Thing is, for this year, at the end of it all, I'm actually optimistic that the degree of this outrageous injustice [mostly the criminal financiers getting away scot-free] will actually piss off enough people to matter in the great scheme of things. Despite all of their incoherence, I think this is a unifying theme of the "Occupy" protestors. Frankly, at the end of the day, it matters little or not at all which of the two "different" Goldman Sachs/JP Morgan/B of A /Citigroup backed major party candidates is elected President next, or even which of the two finance-sector-controlled political parties controls majorities of Congress... BUT... this could be the year that a critical mass of the populace finally realizes that the game, as now structured, is hopelessly rigged against them, and maybe the answer isn't trying to put more money in the slot machine, bang on it, scream, and hope for something different, but to take what's left the cup, put in the pocket, and just walk away. Our entire system is, at its core, "a faith-based initiative" after all. Could this be the year that enough people cease handing their blind faith to a system that is quite literally trying to enslave, if not imprison or outright murder them, while they are watching?

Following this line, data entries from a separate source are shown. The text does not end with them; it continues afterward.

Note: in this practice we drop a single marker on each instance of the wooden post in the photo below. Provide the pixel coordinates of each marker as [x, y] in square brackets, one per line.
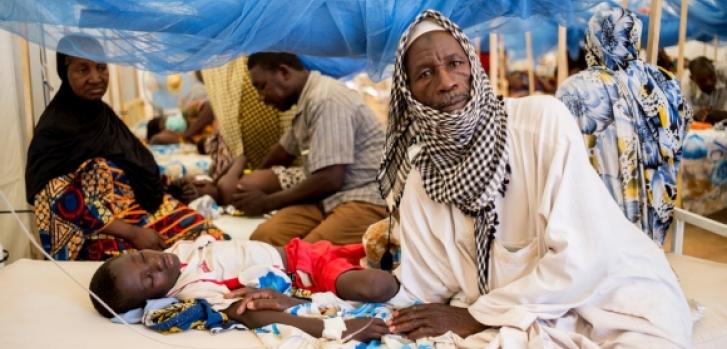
[716, 48]
[494, 63]
[504, 86]
[562, 55]
[682, 39]
[531, 67]
[652, 48]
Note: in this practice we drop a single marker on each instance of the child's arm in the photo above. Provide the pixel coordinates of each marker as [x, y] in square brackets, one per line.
[364, 329]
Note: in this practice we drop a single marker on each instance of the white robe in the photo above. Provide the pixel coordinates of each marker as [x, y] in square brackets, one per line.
[568, 269]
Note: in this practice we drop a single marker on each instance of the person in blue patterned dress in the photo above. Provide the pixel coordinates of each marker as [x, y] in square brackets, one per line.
[633, 118]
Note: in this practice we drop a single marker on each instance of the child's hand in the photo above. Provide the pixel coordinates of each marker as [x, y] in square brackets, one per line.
[261, 299]
[365, 329]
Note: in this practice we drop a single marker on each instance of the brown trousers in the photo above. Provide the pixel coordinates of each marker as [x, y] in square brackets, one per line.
[346, 224]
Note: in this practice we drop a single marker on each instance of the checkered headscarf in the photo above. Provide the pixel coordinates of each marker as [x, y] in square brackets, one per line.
[463, 158]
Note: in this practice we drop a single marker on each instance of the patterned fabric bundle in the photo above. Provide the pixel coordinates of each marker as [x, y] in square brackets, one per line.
[633, 118]
[463, 159]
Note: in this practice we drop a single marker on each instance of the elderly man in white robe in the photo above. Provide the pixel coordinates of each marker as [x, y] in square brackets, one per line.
[508, 237]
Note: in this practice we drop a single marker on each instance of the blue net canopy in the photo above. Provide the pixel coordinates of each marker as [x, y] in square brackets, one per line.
[335, 36]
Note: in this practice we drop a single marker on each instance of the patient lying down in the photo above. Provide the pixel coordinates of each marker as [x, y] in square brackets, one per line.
[219, 271]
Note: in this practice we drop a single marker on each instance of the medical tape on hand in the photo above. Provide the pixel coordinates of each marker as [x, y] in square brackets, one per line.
[333, 328]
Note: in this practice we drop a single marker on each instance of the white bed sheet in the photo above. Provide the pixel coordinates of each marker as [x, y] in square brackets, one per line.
[238, 227]
[40, 307]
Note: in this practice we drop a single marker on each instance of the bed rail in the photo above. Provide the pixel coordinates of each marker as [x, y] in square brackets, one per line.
[681, 217]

I'm hoping that is. The current system is utterly unsustainable, in just about every way. Blind faith in it will just make the inevitable crash that much worse. Will enough people just set about structuring their own lives in [self-reliant, community building] ways so that while the system collapses [and the laws of nature say it must, sooner or later, unless radically altered], a sensible "replacement" order based on human dignity, shared vaues, cooperation, self-reliance and community building (rather than Nanny State Dependence) are "the new order"? Strangely for me... I'm going to throw my lot in with the optimists on this one. At least, as I define optimism.

Alrightie then. Happy new year, everybody! Let's make this one count.